| |
Sparta
Registered: Feb 2017 Posts: 49 |
Loader Benchmarks
I do not intend to stir up the mud, but it’s been 5 years since the performance of commonly used fast loaders was last compared in this thread. Since then, Lft has updated Spindle, Krill has practically rewritten his loader, HCL has released ByteBoozer 2.0, Bitfire is past version 0.6, and I have released Sparkle (AKA “Chinese clone” :D, apologies to the Chinese sceners). I have been running tests for my own entertainment and figured I’d update Bitbreaker’s benchmark with the latest loader versions using his test files.
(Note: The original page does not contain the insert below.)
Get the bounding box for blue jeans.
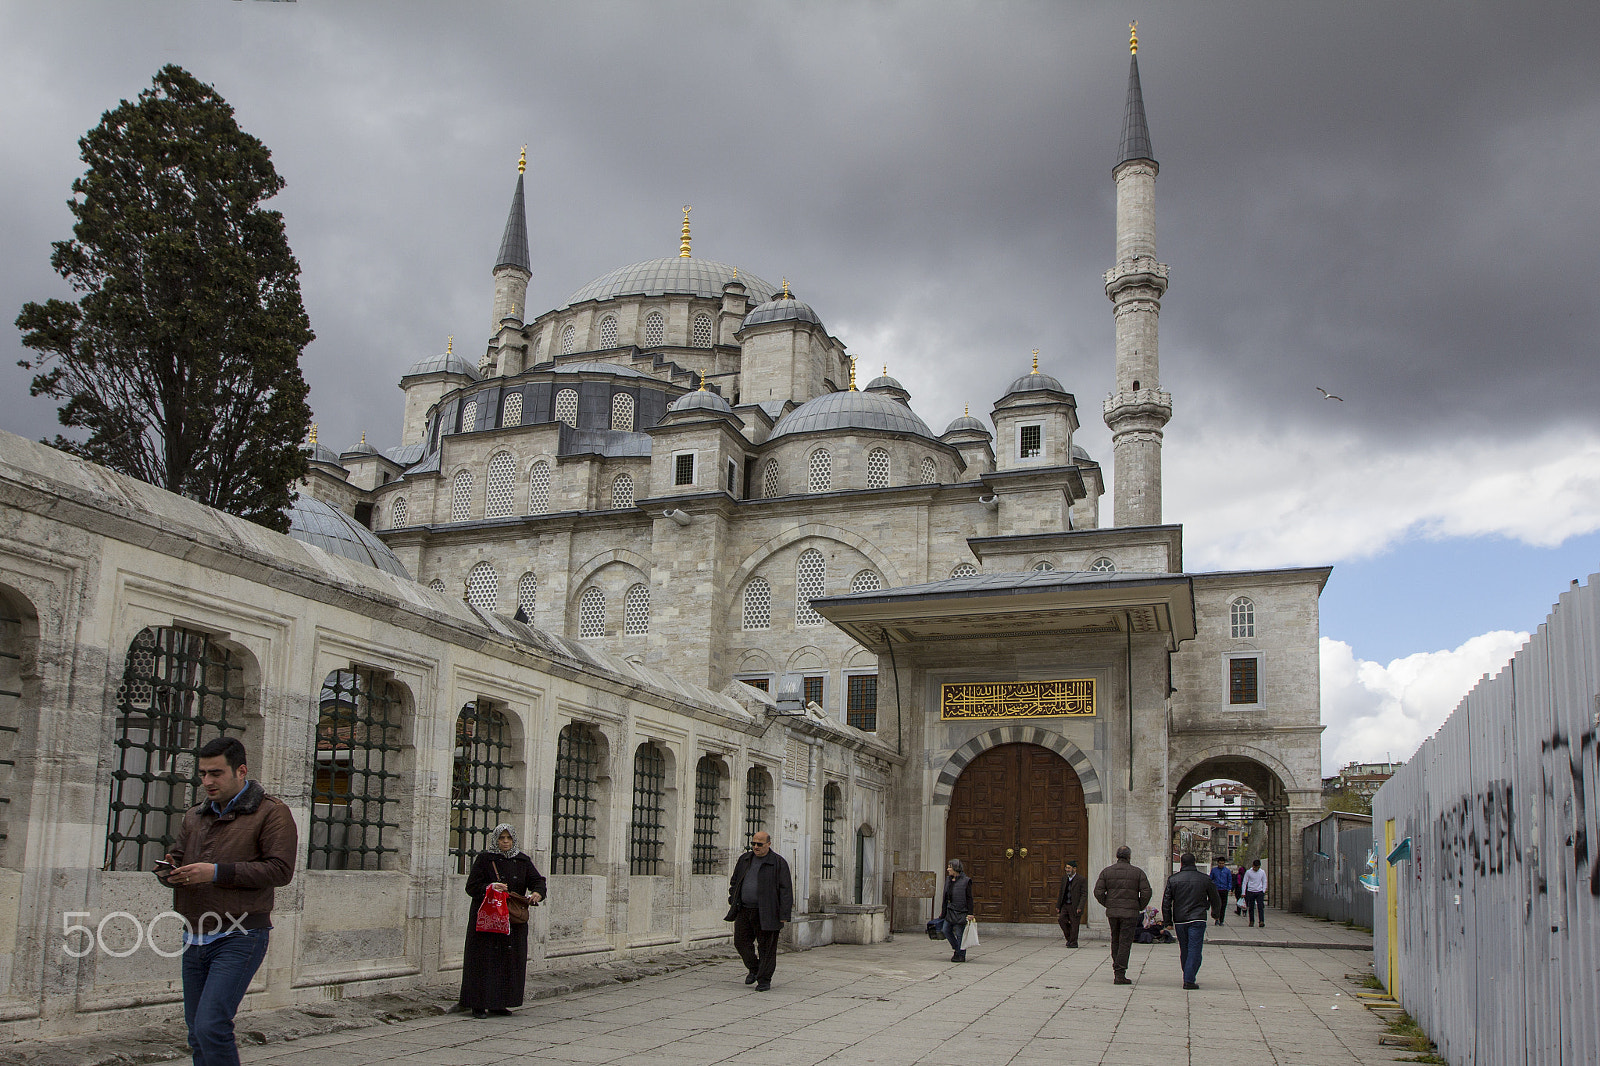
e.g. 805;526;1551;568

The graph below compares the following loader+packer combinations: Sparkle V1.4 and Spindle 2.3 using their own packers, Krill’s loader v184 with TinyCrunch 1.2 (TC), Bitnax (BN), and ByteBoozer 2.0 (B2), BoozeLoader 1.0 with ByteBoozer 2.0, and Bitfire 0.6+ downloaded from GitHub on April 9, 2020 with Bitnax. The sole purpose of this benchmark was to examine how fast these loaders can load and decompress 728 blocks of data in 18 files under different CPU loads (i.e. it does not test disk zones separately). I spent quite some time optimizing each loader’s performance as much as I could with preliminary trial runs in VICE with warp mode to find the best parameters. Thus, Spindle disks were built with the fast serial transfer protocol and in the case of Sparkle, Krill’s loader, Bitfire, and BoozeLoader, a custom interleave was implemented. Finally, the disk drive’s motor was left running during the tests with BoozeLoader and Bitfire. For each test I used the interleave that proved to be the fastest in the preliminary runs. All tests were performed the same way: the executable installs the loader and loads a small program from track 1, sector 0 (this way, seek time to track 1 is not included in the test) with a raster IRQ routine that blocks 0%, 25%, 50%, or 75% of the screen while loading and depacking. None of the files are loaded under the I/O area. Sparkle packed the files from 728 blocks to 442 (60.7%), Spindle to 456 (62.6%), TinyCrunch to 447 (61.4%), ByteBoozer and Bitnax to 390 blocks (53.6%). D64 images were transferred to the same floppy using Luigi Di Fraia’s IECHost connected to a 1571 disk drive. Each column in the graph represents the average ± 2SD of 10 consecutive tests on my C64C PAL + 1541-II disk drive combo (except for Krill+ByteBoozer in which case for some reason the test crushed 3 times requiring additional runs).
![](https://lh3.googleusercontent.com/ZVxDoqYyIV_nK8nAJY7NhjqKB5h75s1_k_U8fa8W2SY0owEHqGHaFgru2uFRAWyfRnVa3bcqz502h29YoXn_v140PGzrde_Fd9XX8RWDAu_nDaMcll8=w1280)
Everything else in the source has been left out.